Mensaje de Regina Lynch – Mayo 1
Queridos amigos:
La mayoría hemos visitado alguna vez un santuario mariano nacional, pero ¿cuántos de nosotros sabemos de la existencia de los cientos de lugares de peregrinación consagrados a la Virgen en todo el mundo? Uno de ellos es Kibeho, en Ruanda, donde la Madre de Dios se les apareció a tres alumnas entre 1981 y 1989. Los mensajes que les transmitió pueden considerarse proféticos en vista de la reciente y trágica historia de Ruanda.
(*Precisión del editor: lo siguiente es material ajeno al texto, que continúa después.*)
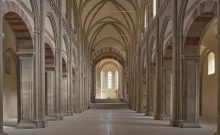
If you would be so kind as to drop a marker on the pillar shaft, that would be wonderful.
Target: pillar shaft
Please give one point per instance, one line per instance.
(218, 66)
(1, 72)
(176, 120)
(40, 71)
(158, 111)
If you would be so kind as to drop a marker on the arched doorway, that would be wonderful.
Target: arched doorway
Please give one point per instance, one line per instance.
(18, 78)
(109, 80)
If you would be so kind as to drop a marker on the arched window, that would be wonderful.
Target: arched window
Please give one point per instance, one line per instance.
(145, 18)
(154, 8)
(116, 79)
(211, 63)
(102, 80)
(109, 80)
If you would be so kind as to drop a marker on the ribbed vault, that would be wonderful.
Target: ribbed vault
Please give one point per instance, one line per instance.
(110, 24)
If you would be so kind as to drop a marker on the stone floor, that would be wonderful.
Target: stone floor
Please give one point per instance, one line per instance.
(113, 122)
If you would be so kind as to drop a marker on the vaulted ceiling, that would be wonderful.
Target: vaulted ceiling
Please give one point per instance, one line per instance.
(110, 26)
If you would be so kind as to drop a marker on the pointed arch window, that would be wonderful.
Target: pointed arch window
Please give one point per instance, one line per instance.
(102, 80)
(116, 79)
(109, 80)
(211, 63)
(154, 8)
(145, 18)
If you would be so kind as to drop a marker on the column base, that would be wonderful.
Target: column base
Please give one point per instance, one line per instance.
(3, 134)
(68, 114)
(42, 124)
(51, 118)
(182, 124)
(191, 125)
(59, 117)
(78, 111)
(158, 117)
(26, 125)
(149, 114)
(176, 123)
(216, 133)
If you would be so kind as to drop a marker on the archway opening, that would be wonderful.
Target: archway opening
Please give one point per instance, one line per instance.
(64, 87)
(49, 81)
(200, 84)
(109, 77)
(18, 51)
(208, 76)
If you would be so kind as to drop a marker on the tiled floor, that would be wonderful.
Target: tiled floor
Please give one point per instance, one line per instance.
(112, 122)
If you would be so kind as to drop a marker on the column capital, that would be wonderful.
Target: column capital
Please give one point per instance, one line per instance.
(188, 57)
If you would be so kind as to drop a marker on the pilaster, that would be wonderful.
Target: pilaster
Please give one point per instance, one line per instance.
(218, 68)
(1, 71)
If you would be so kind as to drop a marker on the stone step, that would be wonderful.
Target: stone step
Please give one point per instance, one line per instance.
(108, 106)
(110, 101)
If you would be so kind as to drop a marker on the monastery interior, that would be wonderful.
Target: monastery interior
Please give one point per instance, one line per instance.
(110, 67)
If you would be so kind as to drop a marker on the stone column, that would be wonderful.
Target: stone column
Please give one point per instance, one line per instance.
(50, 93)
(218, 67)
(26, 103)
(139, 82)
(64, 98)
(190, 91)
(158, 111)
(58, 67)
(77, 91)
(69, 87)
(1, 72)
(148, 83)
(176, 109)
(167, 91)
(40, 71)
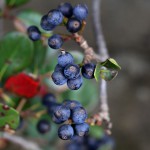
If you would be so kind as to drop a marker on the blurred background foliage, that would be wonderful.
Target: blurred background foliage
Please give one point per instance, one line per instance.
(126, 28)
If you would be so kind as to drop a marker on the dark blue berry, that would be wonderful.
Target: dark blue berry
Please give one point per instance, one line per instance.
(75, 84)
(80, 11)
(72, 71)
(45, 24)
(79, 115)
(52, 107)
(56, 120)
(55, 41)
(73, 25)
(65, 58)
(48, 99)
(88, 70)
(58, 78)
(91, 143)
(62, 113)
(71, 104)
(21, 123)
(81, 129)
(34, 33)
(58, 68)
(74, 146)
(43, 126)
(66, 9)
(55, 17)
(65, 132)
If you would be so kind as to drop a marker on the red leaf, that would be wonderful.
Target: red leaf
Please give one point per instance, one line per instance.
(23, 85)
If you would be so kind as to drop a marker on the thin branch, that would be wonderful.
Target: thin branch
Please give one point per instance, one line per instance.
(1, 19)
(89, 53)
(28, 145)
(103, 52)
(98, 30)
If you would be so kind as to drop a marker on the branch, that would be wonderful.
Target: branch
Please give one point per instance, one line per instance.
(21, 141)
(103, 52)
(89, 53)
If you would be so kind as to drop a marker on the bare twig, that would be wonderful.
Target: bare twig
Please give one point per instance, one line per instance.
(104, 108)
(1, 20)
(28, 145)
(89, 53)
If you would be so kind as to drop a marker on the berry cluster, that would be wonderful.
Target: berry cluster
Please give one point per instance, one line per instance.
(66, 71)
(90, 143)
(73, 112)
(43, 126)
(70, 111)
(65, 14)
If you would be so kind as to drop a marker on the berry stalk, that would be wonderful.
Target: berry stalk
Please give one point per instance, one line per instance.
(103, 52)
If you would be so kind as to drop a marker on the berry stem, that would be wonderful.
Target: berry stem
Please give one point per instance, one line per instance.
(21, 104)
(40, 113)
(6, 98)
(103, 52)
(89, 53)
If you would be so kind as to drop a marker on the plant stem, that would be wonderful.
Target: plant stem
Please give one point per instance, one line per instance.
(103, 52)
(21, 141)
(40, 113)
(21, 104)
(7, 99)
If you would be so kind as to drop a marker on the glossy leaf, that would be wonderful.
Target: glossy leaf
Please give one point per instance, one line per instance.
(8, 116)
(108, 75)
(15, 3)
(97, 71)
(17, 52)
(111, 64)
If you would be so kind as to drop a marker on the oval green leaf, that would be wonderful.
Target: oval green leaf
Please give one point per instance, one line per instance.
(97, 71)
(17, 52)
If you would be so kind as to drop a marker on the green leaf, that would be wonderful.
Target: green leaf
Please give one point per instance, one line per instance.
(111, 64)
(97, 71)
(17, 52)
(96, 131)
(15, 3)
(8, 116)
(108, 75)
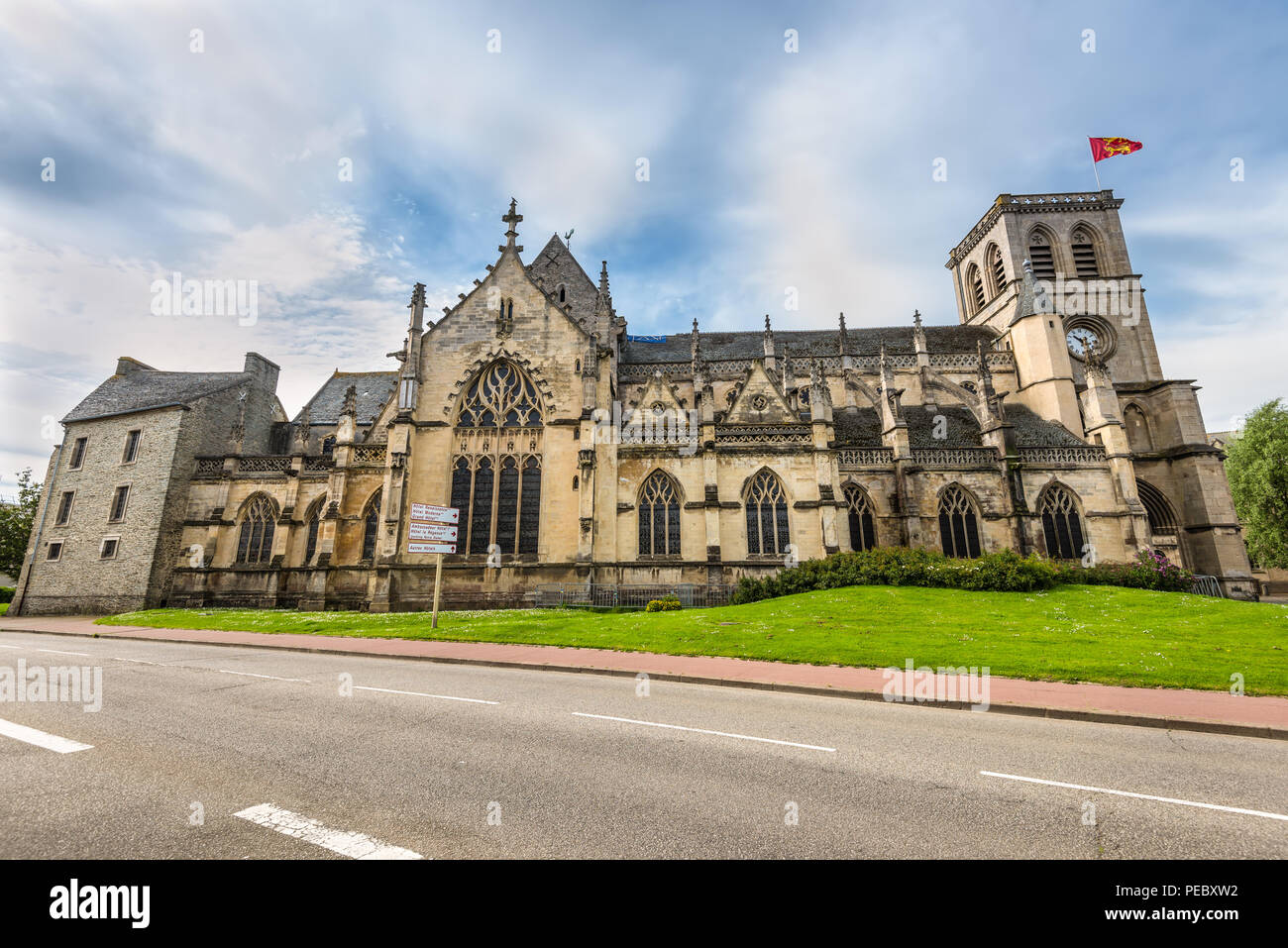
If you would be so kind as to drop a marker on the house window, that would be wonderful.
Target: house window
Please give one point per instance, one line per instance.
(1085, 256)
(1041, 257)
(1060, 523)
(132, 446)
(767, 517)
(119, 498)
(372, 527)
(660, 517)
(977, 287)
(64, 507)
(863, 533)
(256, 540)
(958, 524)
(78, 454)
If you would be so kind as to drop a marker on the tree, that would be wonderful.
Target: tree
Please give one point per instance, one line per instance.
(1257, 467)
(16, 522)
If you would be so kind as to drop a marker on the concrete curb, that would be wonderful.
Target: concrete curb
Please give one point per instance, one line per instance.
(1136, 720)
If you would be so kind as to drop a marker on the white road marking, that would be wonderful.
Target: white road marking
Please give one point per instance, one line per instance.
(423, 694)
(703, 730)
(353, 845)
(51, 742)
(1140, 796)
(252, 674)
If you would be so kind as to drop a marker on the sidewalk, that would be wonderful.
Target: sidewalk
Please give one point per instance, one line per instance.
(1154, 707)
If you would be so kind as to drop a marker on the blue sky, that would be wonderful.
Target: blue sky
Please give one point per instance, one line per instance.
(767, 168)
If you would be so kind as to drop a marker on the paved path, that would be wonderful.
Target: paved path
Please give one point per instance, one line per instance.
(233, 753)
(1180, 708)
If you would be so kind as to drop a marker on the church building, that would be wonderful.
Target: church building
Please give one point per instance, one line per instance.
(578, 453)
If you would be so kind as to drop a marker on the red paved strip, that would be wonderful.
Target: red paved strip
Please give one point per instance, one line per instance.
(1190, 710)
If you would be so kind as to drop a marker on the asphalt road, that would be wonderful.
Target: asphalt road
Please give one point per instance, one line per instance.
(402, 767)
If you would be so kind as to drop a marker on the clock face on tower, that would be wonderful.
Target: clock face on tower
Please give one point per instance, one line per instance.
(1082, 340)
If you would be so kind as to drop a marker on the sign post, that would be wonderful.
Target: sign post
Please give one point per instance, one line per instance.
(433, 530)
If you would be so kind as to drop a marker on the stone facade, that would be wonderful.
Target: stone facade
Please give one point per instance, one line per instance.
(581, 454)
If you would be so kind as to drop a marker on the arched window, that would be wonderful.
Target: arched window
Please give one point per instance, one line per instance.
(975, 285)
(1083, 256)
(1137, 429)
(1041, 257)
(767, 517)
(313, 518)
(958, 523)
(372, 527)
(660, 517)
(1158, 509)
(496, 479)
(256, 539)
(996, 268)
(1060, 523)
(501, 395)
(863, 533)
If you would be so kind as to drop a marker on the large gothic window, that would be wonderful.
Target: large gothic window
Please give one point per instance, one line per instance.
(314, 520)
(660, 517)
(256, 539)
(501, 395)
(958, 523)
(767, 517)
(496, 475)
(1061, 523)
(863, 533)
(372, 527)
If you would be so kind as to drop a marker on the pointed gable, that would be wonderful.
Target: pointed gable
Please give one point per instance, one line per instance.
(760, 402)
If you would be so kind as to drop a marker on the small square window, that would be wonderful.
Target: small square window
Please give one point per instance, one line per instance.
(64, 509)
(132, 446)
(119, 500)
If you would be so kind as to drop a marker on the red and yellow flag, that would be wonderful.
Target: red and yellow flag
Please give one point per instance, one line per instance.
(1104, 149)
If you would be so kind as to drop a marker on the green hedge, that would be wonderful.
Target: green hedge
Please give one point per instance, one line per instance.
(997, 572)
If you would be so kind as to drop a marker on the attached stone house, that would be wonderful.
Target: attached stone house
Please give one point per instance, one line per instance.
(581, 454)
(110, 524)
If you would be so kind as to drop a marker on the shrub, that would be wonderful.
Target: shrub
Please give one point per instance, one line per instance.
(666, 604)
(1149, 570)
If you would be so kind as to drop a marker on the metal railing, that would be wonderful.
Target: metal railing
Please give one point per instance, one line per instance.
(627, 595)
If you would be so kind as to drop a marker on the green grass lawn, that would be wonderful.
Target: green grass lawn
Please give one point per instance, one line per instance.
(1106, 634)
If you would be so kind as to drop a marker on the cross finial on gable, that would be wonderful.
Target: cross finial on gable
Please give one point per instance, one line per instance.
(511, 219)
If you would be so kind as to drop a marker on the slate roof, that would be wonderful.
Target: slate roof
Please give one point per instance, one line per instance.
(555, 264)
(374, 393)
(146, 389)
(804, 343)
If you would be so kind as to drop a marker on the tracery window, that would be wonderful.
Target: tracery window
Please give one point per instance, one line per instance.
(501, 395)
(1061, 523)
(958, 523)
(767, 517)
(863, 533)
(496, 476)
(372, 527)
(660, 517)
(256, 539)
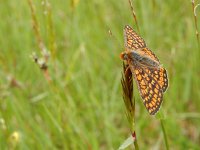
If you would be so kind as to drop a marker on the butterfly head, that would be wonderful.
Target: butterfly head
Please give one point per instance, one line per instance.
(124, 56)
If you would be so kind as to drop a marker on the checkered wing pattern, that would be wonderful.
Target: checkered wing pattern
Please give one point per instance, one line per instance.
(149, 88)
(152, 81)
(132, 39)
En los primeros años de dichas apariciones, que han sido reconocidas por la Iglesia, la Virgen llamó repetidamente a la penitencia y la conversión mientras aún quedaba tiempo. María lamentaba la maldad del mundo, que amenazaba con hundirse en el abismo. Durante una de las apariciones, las videntes vieron un río lleno de sangre y muchas personas que eran asesinadas. Apenas diez años después, un aterrador genocidio acabó con la vida de unas 800.000 personas. Hoy, el lugar de peregrinación de Kibeho, dedicado a Nuestra Señora de los Dolores, se ha convertido en un centro de reconciliación, pero no solo para los ruandeses, sino para todas las personas afectadas por conflictos de todas las partes del mundo.
El obispo Misago, uno de los obispos locales de Ruanda en el momento de las primeras apariciones, dijo que los mensajes de la Madre de Dios deberían hacernos redescubrir el Evangelio del amor fraternal. Es este un mensaje para cada uno de nosotros.